Negli aggiornamenti portati in aula dall’assessore Zaffina si aggiunge di prevedere anche il recapito postale e/o di posta elettronica dell’utente nelle dichiarazioni, modificando il periodo di validità per la “dichiarazione di inizio, variazione o cessazione”, specificando che “entro il 31 gennaio dell’anno tributario successivo al verificarsi dell’evento. In attuazione della deliberazione Arera n. 15/2022, a decorrere dal 1 gennaio 2023, la richiesta di attivazione, variazione o cessazione del servizio deve essere presentata dall’utente entro 90 giorni solari dalla data di inizio del possesso/detenzione dell’immobile, ovvero dal verificarsi della variazione o cessazione”.

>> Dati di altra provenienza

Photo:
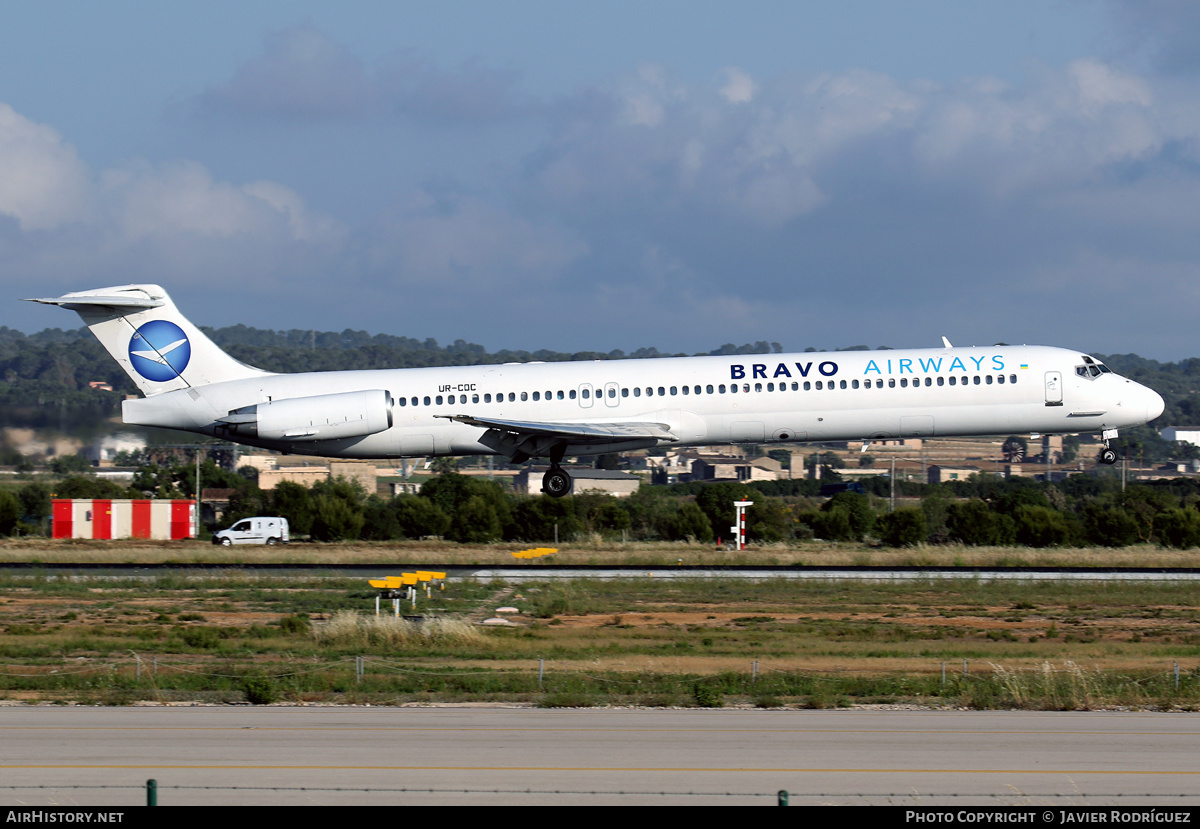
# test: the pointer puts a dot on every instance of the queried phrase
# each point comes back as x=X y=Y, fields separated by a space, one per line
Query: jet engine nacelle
x=352 y=414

La “Dichiarazione di scelta di non avvalersi del servizio pubblico di raccolta” potrà essere presentata “entro il 30 giugno di ciascun anno, con effetti a decorrere dall’anno successivo”, e per il solo 2022 il termine per presentare domande di riduzioni ed agevolazioni slitta al 30 giugno, anche se sarebbe già scaduto a fine gennaio stante il regolamento vigente con la nuova Tari che dovrebbe arrivare a casa dei cittadini entro fine luglio (al netto dei pagamenti spontanei già effettuabili).

Per quanto riguarda invece il regolamento generale tributario, si porta da 15 a 24 mesi il periodo in cui poter dilazionare i pagamenti, senza bisogno di dover allegare idonea documentazione attestante la situazione reddituale del soggetto richiedente, con rata minima portata da 40 a 30 euro.

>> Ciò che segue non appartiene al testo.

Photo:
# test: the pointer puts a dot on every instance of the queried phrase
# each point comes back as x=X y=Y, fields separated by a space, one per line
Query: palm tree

Nel dibattito le osservazioni emergono su alcuni punti collaterali: bipartisan quella di rendere regolare e non solo per il 2022 la scadenza della richiesta di esenzioni non a fine gennaio ma almeno fine aprile; maggiore pubblicità, non solo sui mezzi informatici da norma, per questi termini da rispettare da parte della cittadinanza; chiesti gli esiti dell’istruttoria richiesta per le 5.000 cartelle esattoriali relative a tributi 2016/2017 non consegnate; mancato accoglimento della proposta di non ripresentare annualmente le richieste di esenzioni per le categorie che mantengono lo status di partenza (disabili, pensioni minime, etc) ed elevazione della soglia di esenzione a 10.000 euro annui.

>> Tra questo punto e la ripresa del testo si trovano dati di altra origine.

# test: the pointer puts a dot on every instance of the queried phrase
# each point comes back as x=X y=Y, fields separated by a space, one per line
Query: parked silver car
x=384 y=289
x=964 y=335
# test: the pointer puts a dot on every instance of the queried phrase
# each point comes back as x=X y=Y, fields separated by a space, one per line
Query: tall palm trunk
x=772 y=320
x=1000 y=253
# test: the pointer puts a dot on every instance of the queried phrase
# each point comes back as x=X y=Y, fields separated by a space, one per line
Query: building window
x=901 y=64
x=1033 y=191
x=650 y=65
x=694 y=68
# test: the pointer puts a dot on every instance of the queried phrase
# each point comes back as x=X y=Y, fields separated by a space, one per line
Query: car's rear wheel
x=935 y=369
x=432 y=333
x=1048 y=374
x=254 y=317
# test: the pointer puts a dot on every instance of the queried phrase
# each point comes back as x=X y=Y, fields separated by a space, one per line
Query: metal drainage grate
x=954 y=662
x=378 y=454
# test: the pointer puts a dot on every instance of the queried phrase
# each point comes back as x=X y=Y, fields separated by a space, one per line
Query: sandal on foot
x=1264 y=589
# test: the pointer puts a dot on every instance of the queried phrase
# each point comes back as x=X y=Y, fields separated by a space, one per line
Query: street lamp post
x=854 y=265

Osservazioni che l’assessore Zaffina accoglie con riserva, specificando che «il settore della Tari deve comunque arrivare a copertura del costo totale del servizio, quindi la platea degli utenti esenti se aumenta deve essere poi compensata da altri. In questa fase ci siamo mossi un po’ a vista dati gli aggiornamenti normativi nazionali, stabiliti quelli l’ambito di intervento successivo può essere un nuovo fronte di confronto ma modifiche più sostanziose comprendono anche l’esigenza di avere il parere dei revisori dei conti», e su questi due punti in discussione il collegio ha dato parere favorevole mettendo però in guardia l’amministrazione sul tenere alta l’attenzione sulle conseguenze economiche.

Il sindaco Mascaro rimarca come «gli aggiornamenti sul regolamento Tari 2021 sotto la gestione commissariale hanno avuto una comunicazione carente alla cittadinanza, un anno dopo ci troviamo a dover rivedere nuovamente il termine per le esenzioni ma solo per il 2022, spiegando già da questa seduta che il termine standard rimane annualmente al 31 gennaio. Se poi si voglia collegialmente modificare questo termine lo si potrà fare anche in seguito, non avendo effetto immediato sul bilancio corrente».

Al momento della votazione sulle modifiche al regolamento Tari si registrano 13 favorevoli (maggioranza e Pegna) e 7 astenuti (opposizione), sull’aggiornamento del regolamento generale tributario si ha la votazione unanime favorevole.